2. On 17th March, 1909 the plaintiffs applied for partition of this property impleading Durg Singh whose name they asserted to be fictitiously entered in the khewat and whom they asserted to have no proprietary interest in the property. There is on the record of the partition suit an application purporting to be made by Durg Singh admitting that his name was fictitiously entered. The petition was not verified and in the partition as finally made Durg Singh continued to be recorded as proprietor of the area now in dispute and the sons of Gulab Singh as mortgagees. The trial Court held that Section 233(k) applied and dismissed the suit. The lower appellate court has reversed this finding and remanded the suit for decision on the merits. The argument of the respondents, which found favour with the learned Subordinate Judge, is that as no question of proprietary right was raised by any co-sharer under Section 111 or Section 112, the question was never decided by the revenue courts, and further that Section 233(k) cannot apply as the share in dispute and the share allotted to the plaintiffs were both included in one mahal.

3. It appears to us, however, that the rulings of this Court do not permit us to accept this contention.
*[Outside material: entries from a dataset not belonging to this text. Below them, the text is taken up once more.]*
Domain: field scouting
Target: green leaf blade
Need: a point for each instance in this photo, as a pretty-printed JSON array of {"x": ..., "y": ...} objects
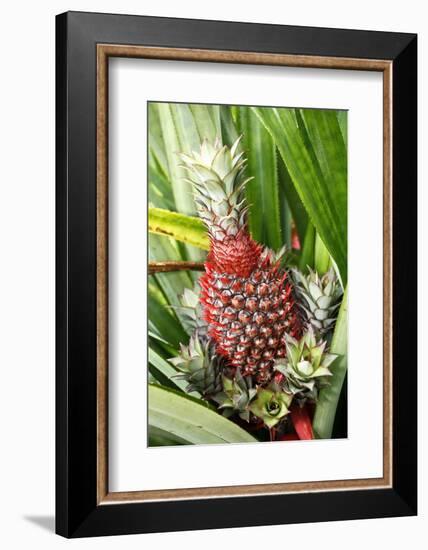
[
  {"x": 294, "y": 141},
  {"x": 191, "y": 420},
  {"x": 186, "y": 229}
]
Section 233(k) is not limited to the case in which a question of proprietary right has been determined under Section 111. In this case the question of proprietary right involved was definitely raised by the plaintiffs in their application to the partition court and as the relief, which they asked for in respect of this land was not granted, it must be deemed to have been refused. A Bench of this Court held in Ram Subhag Singh v. Dip Narain Singh A.I.R. 1922 All. 158 that the final allotment of land at a partition is conclusive even though the question of proprietary title which it is sought to raise in the civil suit was not directly raised and decided in the partition. We may refer to Gokaran Singh v. Ganga Singh (1920) 42 All. 91, Nazir Ahmad v. Muhammad Sharif A.I.R. 1924 All. 688 is a recent instance of the application of the same principle. The learned Judges say:

It seems to us that the legislature has given the revenue courts exclusive jurisdiction over the partition of a mahal among recorded co-sharers....There is no doubt that if the plaintiffs had formed their suit so as to confine their claim merely to damages they might have succeeded. But they have chosen to join this claim to a claim to obtain exclusive possession of certain specified plots, which undoubtedly are the subject of the partition.
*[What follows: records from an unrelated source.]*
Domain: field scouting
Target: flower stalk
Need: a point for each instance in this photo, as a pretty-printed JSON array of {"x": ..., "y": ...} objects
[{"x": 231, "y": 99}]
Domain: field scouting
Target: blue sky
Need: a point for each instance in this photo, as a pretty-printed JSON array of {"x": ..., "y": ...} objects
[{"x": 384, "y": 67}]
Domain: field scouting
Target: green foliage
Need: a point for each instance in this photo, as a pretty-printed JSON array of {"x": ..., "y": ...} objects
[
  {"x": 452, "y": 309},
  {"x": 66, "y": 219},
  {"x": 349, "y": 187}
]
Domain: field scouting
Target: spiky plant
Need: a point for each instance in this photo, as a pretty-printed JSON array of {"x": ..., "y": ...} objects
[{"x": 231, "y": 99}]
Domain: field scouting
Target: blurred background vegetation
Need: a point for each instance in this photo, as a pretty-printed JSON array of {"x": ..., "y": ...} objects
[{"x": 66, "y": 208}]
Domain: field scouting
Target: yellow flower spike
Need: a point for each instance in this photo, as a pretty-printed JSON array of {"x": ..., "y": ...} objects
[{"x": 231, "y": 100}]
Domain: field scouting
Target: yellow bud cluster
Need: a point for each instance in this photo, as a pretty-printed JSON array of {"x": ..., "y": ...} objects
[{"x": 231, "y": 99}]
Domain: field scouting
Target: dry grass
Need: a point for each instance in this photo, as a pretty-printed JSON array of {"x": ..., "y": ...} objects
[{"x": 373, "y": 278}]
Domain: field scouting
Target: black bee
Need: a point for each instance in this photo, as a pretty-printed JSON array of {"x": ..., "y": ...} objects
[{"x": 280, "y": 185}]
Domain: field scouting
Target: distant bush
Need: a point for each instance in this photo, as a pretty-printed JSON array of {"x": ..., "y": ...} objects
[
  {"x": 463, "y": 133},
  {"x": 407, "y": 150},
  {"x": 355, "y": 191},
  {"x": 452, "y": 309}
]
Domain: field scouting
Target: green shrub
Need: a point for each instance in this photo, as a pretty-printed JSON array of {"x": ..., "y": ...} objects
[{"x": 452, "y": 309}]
4. In Bhupal Singh v. Ujagar Singh (1920) 18 A.L.J. 928 the plaintiff sued for a declaration of his title to a pre empted share which had not boon allotted to him at the partition. The Letters Patent Bench, affirming the decision of the Judge who heard the appeal held that the case was governed by the Full Bench ruling in Bijai Miser v. Kali Prasad (1917) 39 All. 469 and that Section 233(k) was a bar to the suit. Whatever may be said against this rule; it has at least this great advantage that a revenue partition operates us a clearing up of disputed titles and that a title declared at a partition may be safely relied on against all persons who were parties to the proceedings. The course of decisions of this Court has now definitely established the principle that Section 233(k) debars civil courts from questioning the final allotment of land and title effected by means of a partition, and to depart from this rule would merely bo to throw the law again into the state of uncertainty which formerly prevailed regarding it.
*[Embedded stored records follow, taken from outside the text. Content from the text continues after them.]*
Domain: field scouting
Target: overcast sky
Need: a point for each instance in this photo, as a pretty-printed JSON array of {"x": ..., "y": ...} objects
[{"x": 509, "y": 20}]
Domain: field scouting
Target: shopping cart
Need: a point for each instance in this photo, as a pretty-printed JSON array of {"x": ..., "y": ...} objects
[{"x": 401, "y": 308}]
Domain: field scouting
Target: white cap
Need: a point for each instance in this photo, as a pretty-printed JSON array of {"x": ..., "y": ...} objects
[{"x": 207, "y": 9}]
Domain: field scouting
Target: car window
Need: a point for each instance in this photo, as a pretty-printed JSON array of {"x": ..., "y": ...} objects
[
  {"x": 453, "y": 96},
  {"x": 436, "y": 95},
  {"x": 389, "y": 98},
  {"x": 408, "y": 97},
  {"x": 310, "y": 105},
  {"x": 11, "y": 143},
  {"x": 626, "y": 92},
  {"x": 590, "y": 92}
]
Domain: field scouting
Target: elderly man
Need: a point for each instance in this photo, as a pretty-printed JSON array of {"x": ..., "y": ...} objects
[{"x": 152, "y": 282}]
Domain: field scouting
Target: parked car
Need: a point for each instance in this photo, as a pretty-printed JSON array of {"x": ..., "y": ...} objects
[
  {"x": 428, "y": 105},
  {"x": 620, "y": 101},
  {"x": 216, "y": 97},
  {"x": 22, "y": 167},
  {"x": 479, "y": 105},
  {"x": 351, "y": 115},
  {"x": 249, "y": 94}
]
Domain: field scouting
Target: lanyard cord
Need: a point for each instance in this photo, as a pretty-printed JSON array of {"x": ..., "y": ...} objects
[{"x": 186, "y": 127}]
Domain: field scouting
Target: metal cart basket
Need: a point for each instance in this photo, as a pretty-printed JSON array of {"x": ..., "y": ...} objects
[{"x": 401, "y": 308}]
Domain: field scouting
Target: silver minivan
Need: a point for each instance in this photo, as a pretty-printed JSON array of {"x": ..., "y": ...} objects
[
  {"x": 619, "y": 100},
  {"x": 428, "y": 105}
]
5. We think, therefore, that in the view of the scope of Section 233(k) which has been accepted by this Court, the appeal must be allowed and the decree of the trial court restored. We direct accordingly. The appellants will get their costs of this appeal.

Sulaiman, J.

6. I concur in the proposed order. As the plaintiffs had definitely asked the partition court to allot to them exclusively the property entered in the name of Durg Singh on the allegation that his name was fictitiously recorded and as the court did not grant their prayer, it must be deemed to have been refused. The plaintiffs cannot now reagitate the same matter in the civil court.